Against this backdrop, the Federal Reserve continues to raise interest rates, and fears of a recession persist. Clearly, there is plenty to be concerned about this year.
And yet… the data suggests a bull market will eventually return. The path may not be straight—there are too many risks to expect prices to rise uninterrupted. But the long-term trajectory for crypto appears increasingly solid.
👉 Access the full survey report for deeper insights
Frequently Asked Questions
How many financial advisors are investing in crypto?
Approximately 15% of financial advisors reported allocating cryptocurrency in client accounts in 2022. This number has grown steadily from just 6% in 2020, indicating a gradual but consistent increase in adoption.
What is the biggest barrier for advisors entering the crypto market?
Regulatory uncertainty is the most commonly cited barrier, with 65% of advisors pointing to it as a major obstacle. Other significant concerns include volatility, custody issues, and compliance complexities.

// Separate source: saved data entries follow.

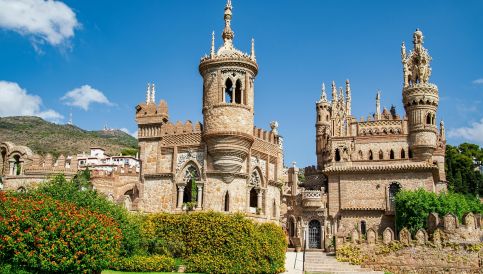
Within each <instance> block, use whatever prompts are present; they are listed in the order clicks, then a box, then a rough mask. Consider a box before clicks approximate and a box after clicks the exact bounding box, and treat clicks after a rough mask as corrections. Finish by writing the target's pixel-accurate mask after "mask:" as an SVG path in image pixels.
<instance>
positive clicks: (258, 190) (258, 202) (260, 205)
mask: <svg viewBox="0 0 483 274" xmlns="http://www.w3.org/2000/svg"><path fill="white" fill-rule="evenodd" d="M262 195H263V190H261V189H258V191H257V207H258V208H260V215H262V214H263V205H262V197H263V196H262Z"/></svg>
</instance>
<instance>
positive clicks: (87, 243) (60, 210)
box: [0, 191, 122, 273]
mask: <svg viewBox="0 0 483 274" xmlns="http://www.w3.org/2000/svg"><path fill="white" fill-rule="evenodd" d="M121 238H122V233H121V230H120V229H119V225H118V224H117V223H116V222H115V221H114V220H113V219H112V218H110V217H107V216H105V215H103V214H99V213H95V212H92V211H90V210H87V209H84V208H78V207H76V206H75V205H73V204H72V203H67V202H62V201H58V200H54V199H52V198H50V197H47V196H42V195H36V196H34V195H30V194H16V193H5V192H1V191H0V261H2V262H5V263H9V264H12V265H16V266H21V267H23V268H25V269H28V270H32V271H34V272H43V273H45V272H48V273H73V272H75V273H79V272H84V273H91V272H100V271H101V270H103V269H107V268H108V267H109V266H110V265H111V263H112V262H113V261H114V260H115V259H116V257H117V255H118V254H119V251H120V248H121Z"/></svg>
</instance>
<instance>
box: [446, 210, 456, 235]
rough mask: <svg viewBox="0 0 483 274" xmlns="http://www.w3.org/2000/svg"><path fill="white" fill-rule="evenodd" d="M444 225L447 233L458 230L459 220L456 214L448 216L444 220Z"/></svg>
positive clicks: (452, 214) (446, 216)
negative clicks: (455, 214) (456, 216)
mask: <svg viewBox="0 0 483 274" xmlns="http://www.w3.org/2000/svg"><path fill="white" fill-rule="evenodd" d="M443 223H444V230H445V231H455V230H456V228H458V219H457V218H456V216H455V215H454V214H451V213H448V214H446V215H445V216H444V218H443Z"/></svg>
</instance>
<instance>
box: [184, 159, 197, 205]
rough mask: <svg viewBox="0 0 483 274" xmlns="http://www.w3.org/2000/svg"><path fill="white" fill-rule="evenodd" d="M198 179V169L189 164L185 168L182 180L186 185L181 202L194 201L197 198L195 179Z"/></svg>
mask: <svg viewBox="0 0 483 274" xmlns="http://www.w3.org/2000/svg"><path fill="white" fill-rule="evenodd" d="M198 179H199V173H198V169H197V168H196V167H195V166H193V165H189V166H188V167H187V168H185V172H184V181H185V182H186V186H185V188H184V192H183V203H194V202H196V201H197V199H198V187H197V186H196V180H198Z"/></svg>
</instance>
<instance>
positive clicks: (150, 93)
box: [146, 83, 151, 104]
mask: <svg viewBox="0 0 483 274" xmlns="http://www.w3.org/2000/svg"><path fill="white" fill-rule="evenodd" d="M149 102H151V83H148V84H147V87H146V104H149Z"/></svg>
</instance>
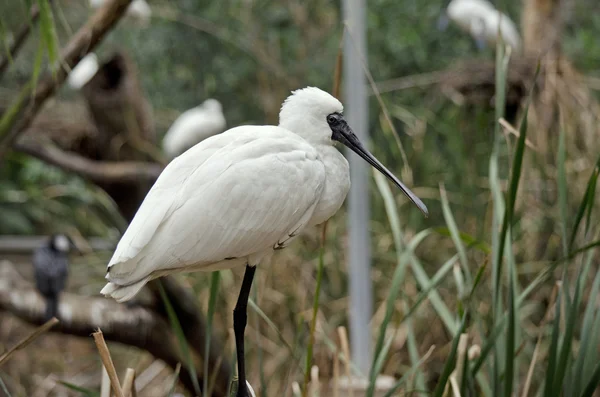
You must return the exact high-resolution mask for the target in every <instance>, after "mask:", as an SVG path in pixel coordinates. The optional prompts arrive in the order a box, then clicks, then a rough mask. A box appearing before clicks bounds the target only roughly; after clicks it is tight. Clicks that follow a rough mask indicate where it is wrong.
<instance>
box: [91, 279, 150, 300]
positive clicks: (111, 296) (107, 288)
mask: <svg viewBox="0 0 600 397" xmlns="http://www.w3.org/2000/svg"><path fill="white" fill-rule="evenodd" d="M148 281H150V277H146V278H143V279H141V280H140V281H137V282H135V283H133V284H129V285H118V284H115V283H107V284H106V285H105V286H104V288H102V291H100V293H101V294H102V295H104V296H107V297H111V298H113V299H114V300H116V301H117V302H125V301H128V300H130V299H131V298H133V297H134V296H135V295H137V293H138V292H140V290H141V289H142V288H143V287H144V285H146V283H147V282H148Z"/></svg>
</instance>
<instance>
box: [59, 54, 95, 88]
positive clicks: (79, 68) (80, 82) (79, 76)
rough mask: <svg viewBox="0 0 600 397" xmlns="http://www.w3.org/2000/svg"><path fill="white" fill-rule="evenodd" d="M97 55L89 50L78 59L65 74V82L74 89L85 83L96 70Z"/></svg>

Are clients interested in learning about crypto?
Yes, client interest remains strong. Last year, 90% of advisors received questions from clients about cryptocurrency. The most frequent question was whether they should consider investing in it.
How are clients investing in crypto if their advisor doesn’t offer it?
Many clients are investing on their own. In 2022, 59% of clients were investing in crypto outside of their advisory relationship, primarily through centralized platforms like Coinbase or directly via their own crypto wallets.
Do financial advisors believe Bitcoin will increase in value?
Advisors are short-term cautious but long-term optimistic. Only 37% believe Bitcoin’s price will be higher one year from now, but 60% think it will gain value over the next five years.
What happens once an advisor starts allocating to crypto?
Experience breeds confidence. Among advisors who currently allocate, 78% plan to maintain or increase their exposure in 2023, suggesting that familiarity with the asset class reduces hesitation over time.
Survey Methodology: The Bitwise/VettaFi 2023 Benchmark Survey was conducted from November 25, 2022, to January 6, 2023. It sampled various types of financial advisors across the US, including independent RIAs, broker representatives, financial planners, and wirehouse representatives. The full methodology and disclosures are available in the original report.